The first product George Nelson ever designed, arguably the only product George Nelson ever designed, and the one that lead to his appointment at Herman Miller was the Storagewall. Essentially a hollow wall which could be used as storage, Nelson's logic was that the wall was there, it was hollow.... might as well use it. We were instantly reminded of Nelson's Storagewall when we saw Garten by Monja Hirscher. With its frame, water bowl and lighting Monja pitches it as a garden for the living room which you can hang on to your wall. We say, wrong. It is a garden for your living room which you can place inside your wall. And not just for your living room. Walls may not be as thick as they were in 1940s America, and certainly not contemporary internal, non-structural, walls, but where walls of a suitable depth are either in-situ or are planned a modular system based on Garten would allow for the creation of recesses which can be used for plants, and storage, but which are also part of the room architecture and lighting plan. Yes, that makes it sound more like an architectural feature than a product, but then so was Storagewall.
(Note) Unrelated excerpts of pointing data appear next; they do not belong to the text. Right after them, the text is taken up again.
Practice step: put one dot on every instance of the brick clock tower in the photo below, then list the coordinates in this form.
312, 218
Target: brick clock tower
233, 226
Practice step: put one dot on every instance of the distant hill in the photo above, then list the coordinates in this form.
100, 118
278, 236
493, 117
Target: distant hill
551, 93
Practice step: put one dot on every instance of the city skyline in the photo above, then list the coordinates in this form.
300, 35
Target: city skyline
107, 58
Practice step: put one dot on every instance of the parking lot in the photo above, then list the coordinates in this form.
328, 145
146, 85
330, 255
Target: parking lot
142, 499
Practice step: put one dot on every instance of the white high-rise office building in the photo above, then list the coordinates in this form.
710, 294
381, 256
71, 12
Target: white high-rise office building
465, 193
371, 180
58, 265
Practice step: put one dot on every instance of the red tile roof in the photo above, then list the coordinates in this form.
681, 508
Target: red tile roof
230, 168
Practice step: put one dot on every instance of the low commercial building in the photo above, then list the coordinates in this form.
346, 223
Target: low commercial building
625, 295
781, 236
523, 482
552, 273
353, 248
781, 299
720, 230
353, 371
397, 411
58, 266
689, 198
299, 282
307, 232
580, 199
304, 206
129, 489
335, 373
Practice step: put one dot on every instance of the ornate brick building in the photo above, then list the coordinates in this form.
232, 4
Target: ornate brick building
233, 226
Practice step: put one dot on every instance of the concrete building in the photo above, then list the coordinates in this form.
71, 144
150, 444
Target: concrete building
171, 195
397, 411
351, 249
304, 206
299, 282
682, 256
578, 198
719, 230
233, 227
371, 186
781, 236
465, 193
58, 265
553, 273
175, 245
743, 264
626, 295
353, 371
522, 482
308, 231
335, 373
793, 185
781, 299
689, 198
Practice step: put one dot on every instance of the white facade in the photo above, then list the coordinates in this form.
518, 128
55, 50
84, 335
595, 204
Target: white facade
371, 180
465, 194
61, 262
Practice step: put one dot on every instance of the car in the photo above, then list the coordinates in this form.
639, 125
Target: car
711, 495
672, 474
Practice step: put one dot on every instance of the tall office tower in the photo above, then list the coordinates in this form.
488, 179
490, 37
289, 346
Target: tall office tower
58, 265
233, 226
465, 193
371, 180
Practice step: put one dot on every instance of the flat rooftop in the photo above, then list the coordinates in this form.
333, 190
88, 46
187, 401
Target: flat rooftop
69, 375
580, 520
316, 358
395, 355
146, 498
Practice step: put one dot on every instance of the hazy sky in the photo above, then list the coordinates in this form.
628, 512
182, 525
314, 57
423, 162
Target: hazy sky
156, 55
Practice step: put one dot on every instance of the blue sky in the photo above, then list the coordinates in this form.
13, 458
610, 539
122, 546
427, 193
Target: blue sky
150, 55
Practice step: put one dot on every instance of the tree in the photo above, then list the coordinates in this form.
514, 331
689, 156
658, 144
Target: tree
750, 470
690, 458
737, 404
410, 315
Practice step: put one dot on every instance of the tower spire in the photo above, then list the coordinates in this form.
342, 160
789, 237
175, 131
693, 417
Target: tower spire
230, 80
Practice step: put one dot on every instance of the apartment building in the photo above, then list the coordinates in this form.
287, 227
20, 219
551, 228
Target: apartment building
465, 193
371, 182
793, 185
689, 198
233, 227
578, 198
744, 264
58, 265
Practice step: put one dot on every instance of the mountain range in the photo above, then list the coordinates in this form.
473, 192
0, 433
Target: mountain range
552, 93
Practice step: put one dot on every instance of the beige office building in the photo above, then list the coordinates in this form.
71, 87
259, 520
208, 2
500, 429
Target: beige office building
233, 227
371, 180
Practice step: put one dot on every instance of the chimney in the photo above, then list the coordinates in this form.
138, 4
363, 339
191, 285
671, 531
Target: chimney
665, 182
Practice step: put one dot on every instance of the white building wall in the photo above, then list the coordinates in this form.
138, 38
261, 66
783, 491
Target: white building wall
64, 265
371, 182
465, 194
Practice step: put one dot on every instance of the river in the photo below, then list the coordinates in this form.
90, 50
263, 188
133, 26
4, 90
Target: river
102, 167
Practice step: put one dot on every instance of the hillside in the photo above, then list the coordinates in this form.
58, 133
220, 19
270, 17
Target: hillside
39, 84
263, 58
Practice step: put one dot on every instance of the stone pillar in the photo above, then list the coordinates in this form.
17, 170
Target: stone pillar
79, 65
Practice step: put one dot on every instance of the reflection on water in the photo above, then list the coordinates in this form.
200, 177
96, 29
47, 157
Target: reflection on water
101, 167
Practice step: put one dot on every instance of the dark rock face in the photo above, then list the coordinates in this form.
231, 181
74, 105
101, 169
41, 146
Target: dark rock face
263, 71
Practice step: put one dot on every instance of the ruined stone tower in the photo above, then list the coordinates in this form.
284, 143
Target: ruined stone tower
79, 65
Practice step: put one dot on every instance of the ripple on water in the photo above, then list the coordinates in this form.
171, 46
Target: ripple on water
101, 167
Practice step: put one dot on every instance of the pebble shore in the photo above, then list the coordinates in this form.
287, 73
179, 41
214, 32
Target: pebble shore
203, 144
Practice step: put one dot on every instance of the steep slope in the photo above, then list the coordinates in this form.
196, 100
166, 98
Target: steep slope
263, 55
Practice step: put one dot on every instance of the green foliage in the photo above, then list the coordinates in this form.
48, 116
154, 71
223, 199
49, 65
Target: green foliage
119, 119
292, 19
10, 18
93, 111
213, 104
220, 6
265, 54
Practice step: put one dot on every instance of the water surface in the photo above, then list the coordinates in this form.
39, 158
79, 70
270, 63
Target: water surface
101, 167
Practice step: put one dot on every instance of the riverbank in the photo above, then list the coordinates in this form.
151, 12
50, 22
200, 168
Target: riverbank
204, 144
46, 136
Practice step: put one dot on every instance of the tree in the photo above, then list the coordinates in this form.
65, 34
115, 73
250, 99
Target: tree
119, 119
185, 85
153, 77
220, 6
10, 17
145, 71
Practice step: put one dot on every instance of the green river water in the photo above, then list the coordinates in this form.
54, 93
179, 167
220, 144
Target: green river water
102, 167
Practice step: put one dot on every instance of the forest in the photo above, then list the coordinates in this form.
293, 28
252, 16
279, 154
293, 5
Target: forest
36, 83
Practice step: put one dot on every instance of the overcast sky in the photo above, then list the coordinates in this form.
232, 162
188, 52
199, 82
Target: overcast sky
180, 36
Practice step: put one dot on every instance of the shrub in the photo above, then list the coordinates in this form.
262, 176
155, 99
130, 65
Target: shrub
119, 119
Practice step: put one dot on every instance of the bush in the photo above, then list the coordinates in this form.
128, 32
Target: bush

Mixing wood shavings with a binding material and using that as the basis for making furniture isn't a new idea: however, in almost all other cases the designers use the various mixes to create, more or less, furniture of standard forms. Instead of saying "New Material. New Forms." Which is surely the correct and logical way to go. And is the way Jan Emde went. Not that we're saying we like what Jan created, because we don't particularly. For us the objects are a little to Antoni Gaudí, pushing hard at the unacceptable borders of Rudolf Steiner and generally invoke visions of naked 19th century reformists dancing their floral way towards Art Nouveau. But they are new forms. Are an attempt to use a new material to break down accepted standards and to explore new realms. Non-conventional materials and processes allow for non-conventional forms and thus new conventions in product and furniture design, a truth nicely embodied in Jan's project.